'Honderden mensen gingen staan en bulderden: boren, boren, boren!'
© De Limburger/Jean Pierre Jans
COLUMN - Ik moest naar de tandarts. Zo zeg je dat. Geen mens zegt: ‘Ik mocht naar de tandarts’.
Die van mij zit in Geleen. Al woon ik er vele jaren niet meer, mijn tandarts heb ik aangehouden. Ik heb niets tegen verandering, maar de volkomen weerloze houding waar een tandartsstoel je in dwingt, reserveer ik graag voor een man die ook nog mijn melkgebit heeft gekend.
Tot voor kort was mijn tandarts een van de weinige mensen waar ik nog met regelmaat papieren kaarten van kreeg. Het was geen heel persoonlijke kaart, dat niet, de tekst was bovendien altijd dezelfde: ‘Hiermede bericht ik u dat ik onderstaand tijdstip heb gereserveerd voor uw halfjaarlijkse gebitscontrole/behandeling. Zonder uw tegenbericht reken ik op uw komst.’

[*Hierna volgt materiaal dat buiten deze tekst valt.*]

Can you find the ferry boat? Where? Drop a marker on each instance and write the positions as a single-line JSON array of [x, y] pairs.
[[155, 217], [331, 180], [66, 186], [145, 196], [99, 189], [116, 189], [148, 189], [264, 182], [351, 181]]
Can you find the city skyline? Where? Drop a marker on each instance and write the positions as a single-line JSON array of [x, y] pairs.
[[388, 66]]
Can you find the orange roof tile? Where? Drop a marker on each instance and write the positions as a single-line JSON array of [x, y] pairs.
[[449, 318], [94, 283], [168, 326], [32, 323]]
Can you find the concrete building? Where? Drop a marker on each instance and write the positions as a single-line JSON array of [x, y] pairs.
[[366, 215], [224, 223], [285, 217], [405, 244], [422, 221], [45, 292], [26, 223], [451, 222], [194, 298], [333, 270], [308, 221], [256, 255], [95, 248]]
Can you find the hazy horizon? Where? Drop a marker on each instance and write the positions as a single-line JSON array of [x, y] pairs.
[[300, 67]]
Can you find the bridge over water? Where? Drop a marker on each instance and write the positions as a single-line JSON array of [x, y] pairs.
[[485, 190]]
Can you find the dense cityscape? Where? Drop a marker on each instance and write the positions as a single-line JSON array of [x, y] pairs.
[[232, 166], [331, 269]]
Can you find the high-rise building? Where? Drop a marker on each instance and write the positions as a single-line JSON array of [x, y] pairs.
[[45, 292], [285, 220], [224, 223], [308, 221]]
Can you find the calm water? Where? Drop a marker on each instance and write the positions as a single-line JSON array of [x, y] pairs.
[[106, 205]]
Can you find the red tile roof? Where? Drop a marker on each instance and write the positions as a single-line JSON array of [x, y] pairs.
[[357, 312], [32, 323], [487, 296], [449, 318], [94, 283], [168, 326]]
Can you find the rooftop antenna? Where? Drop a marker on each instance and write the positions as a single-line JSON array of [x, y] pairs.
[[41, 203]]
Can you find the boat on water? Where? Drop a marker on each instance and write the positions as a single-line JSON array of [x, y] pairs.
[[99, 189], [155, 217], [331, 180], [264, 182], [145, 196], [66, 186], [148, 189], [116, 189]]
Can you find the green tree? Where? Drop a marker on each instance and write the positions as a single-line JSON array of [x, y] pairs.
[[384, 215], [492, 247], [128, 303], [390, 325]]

Voor dat laatste ben ik kennelijk heel gevoelig, want ik ga altijd. Inmiddels is het kaartje vervangen door een mail, en nu bleek mijn tandarts ook verhuisd naar een overkoepelend gebouw met meerdere tandartsen. Het spoelbekertje dat er altijd voor zorgt dat je ziet dat je tóch hebt gebloed, al dacht je van niet, dat was verdwenen. De voorletters van mijn tandarts luiden volgens dat kaartje J.B., maar ik heb werkelijk geen idee hoe hij met zijn voornaam heet. Voor mij heet al hij mijn hele leven “Tandarts”.
Ik ben hem ook nooit gaan tutoyeren. Jaren geleden ging ik in Amsterdam naar de Night of Terror, een roemrucht filmfestival waar ieder jaar vier horrorfilms worden gedraaid. De code tijdens die nacht is dat de aanwezigen, vrijwel alleen mannen, de films zo luidruchtig mogelijk van commentaar voorzien. Niet bloederig genoeg, te veel nadruk op overschatte zaken als karakterontwikkeling? Dan krijgt de seriemoordenaar instructies vanuit de zaal: ‘Rechts, ze zit rechts, achter dat muurtje!’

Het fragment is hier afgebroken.